Cass. com., 20 septembre 2017, n°16-14.065

Dans l’hypothèse où un contrat en cours est poursuivi après option de l’administrateur judiciaire suite à mise en demeure, le constat par le juge-commissaire de la résiliation de plein droit de ce contrat intervenue en application de l’article L.622-13 III, 2° du Code de commerce est obligatoire...
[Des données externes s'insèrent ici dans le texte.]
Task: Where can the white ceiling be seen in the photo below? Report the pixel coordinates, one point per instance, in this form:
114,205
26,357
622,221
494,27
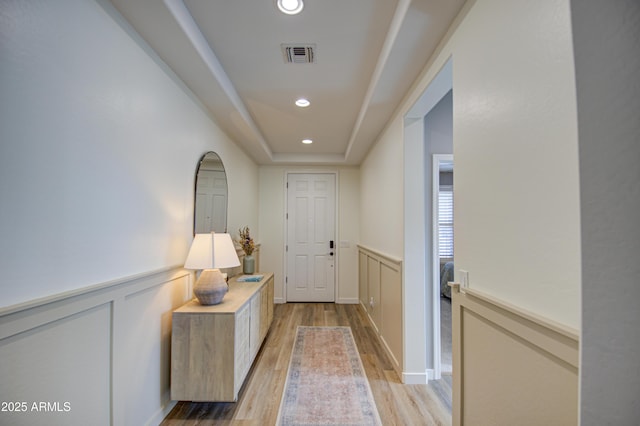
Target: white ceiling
228,53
Ce qu’il faut retenir : Dans l’hypothèse où un contrat en cours est poursuivi après option de l’administrateur judiciaire suite à mise en demeure, le constat par le juge-commissaire de la résiliation de plein droit de ce contrat intervenue en application de l’article L.622-13 III, 2° du Code de commerce est obligatoire, à défaut de quoi le contrat est considéré comme étant en cours et peut être cédé au repreneur de l’entreprise.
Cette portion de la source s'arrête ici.